With the exception of noon and midnight, there is no hour so exactly marked as this in the whole of the Old Testament. The noble and heroic Gideon and his three companies blew their three hundred trumpets, and crashed their pitchers, and flashed their firebrands, "in the beginning of the middle watch, and they had but newly set the watch." The middle watch, as we have said before, lasted from 10 p.m. to 2 a.m. This terrific signal for the attack on the Midianites must have been given, therefore, about 11 p.m.

Of the many midnight scenes that are available, we will choose one that is remarkable, not for its profound ethical teaching, its tenderness, its tragedy, but, if we may say so with reverence, its humour. Samson lifting the gates of Gaza upon his back, and carrying them up "to the top of the mountain that is before Hebron" (R.V.), is one of those stories which delighted our childhood, and which will never be displaced by any recital of the glories of latter-day athleticism. The gist of this incident is to be found in the cleverness with which the Philistines, proverbial then as now for their stupidity, are outwitted by the prisoner, whom they fancied they had trapped so securely.

12 MIDNIGHT.

It may be that, as we lay our big clock aside, and return our watches to our pockets, some scenes of the sacred Long Ago will shape themselves more clearly and definitely for the future in our remembrance, because we shall associate them with the hour at which they occurred. We have not sought to disguise the fact that, so far as time goes, a mist of incertitude must always cling round events, however momentous, which took place in any Oriental country, and at a remote age.

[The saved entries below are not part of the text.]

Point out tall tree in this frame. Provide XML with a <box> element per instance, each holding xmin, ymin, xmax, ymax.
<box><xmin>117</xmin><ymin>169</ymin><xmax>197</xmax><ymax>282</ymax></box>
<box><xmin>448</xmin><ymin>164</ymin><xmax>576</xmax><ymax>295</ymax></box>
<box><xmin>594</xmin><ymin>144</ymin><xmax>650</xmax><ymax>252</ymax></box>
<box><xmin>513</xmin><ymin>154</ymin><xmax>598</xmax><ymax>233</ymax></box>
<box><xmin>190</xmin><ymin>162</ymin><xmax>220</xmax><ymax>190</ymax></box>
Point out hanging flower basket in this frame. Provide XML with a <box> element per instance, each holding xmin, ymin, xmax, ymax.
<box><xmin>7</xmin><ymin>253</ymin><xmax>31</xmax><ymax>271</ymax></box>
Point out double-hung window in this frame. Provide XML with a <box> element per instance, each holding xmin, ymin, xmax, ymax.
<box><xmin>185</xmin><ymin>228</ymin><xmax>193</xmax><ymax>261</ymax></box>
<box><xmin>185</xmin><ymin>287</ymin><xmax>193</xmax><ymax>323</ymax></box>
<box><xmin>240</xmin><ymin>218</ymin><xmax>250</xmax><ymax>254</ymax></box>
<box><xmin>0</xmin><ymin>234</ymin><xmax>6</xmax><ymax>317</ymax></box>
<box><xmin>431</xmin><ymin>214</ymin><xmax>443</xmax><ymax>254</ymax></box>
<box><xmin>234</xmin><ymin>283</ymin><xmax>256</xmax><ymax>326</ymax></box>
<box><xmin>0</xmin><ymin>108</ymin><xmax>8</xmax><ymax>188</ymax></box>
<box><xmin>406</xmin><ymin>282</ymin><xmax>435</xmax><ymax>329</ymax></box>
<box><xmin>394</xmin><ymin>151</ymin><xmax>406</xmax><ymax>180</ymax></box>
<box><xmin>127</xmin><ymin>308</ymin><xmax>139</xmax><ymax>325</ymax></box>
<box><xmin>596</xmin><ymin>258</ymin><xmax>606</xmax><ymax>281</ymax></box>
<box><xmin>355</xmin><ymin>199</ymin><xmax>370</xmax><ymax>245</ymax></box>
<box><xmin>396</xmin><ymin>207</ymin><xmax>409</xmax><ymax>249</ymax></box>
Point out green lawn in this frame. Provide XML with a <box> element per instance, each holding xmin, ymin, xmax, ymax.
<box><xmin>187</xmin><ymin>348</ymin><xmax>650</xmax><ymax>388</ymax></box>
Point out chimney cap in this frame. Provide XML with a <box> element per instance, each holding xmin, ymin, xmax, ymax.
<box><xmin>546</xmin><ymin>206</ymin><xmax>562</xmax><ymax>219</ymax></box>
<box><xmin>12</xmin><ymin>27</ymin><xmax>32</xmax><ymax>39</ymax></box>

But we shall understand our Bible all the better, and its unchangeable and imperishable essence will be the more vital to our souls, as we realise that the Almighty was pleased to reveal Himself to a people whose modes of thought and whose ways of life were widely different from our own.

As might be expected, the languorous and unpractical Orient soon lost the impress of Roman preciseness in the matter of hours. The average native of Palestine to-day is as careless about time as he was when Abraham completed his pilgrimage from Ur of the Chaldees. Nor is this truth without its curious analogy in that life immortal into which we believe those holy men of old are entered, with whose earthly deeds we have been concerned. There is no time where they have gone. In the sight of the King before Whose presence they stand, "a thousand years are but as yesterday, seeing that is past as a watch in the night." And we think, too, of that Dial, hidden somewhere in the archives of the Eternal, whose awful Hand points to the Hour, unknown even to the angels in heaven, "when the Son of Man cometh."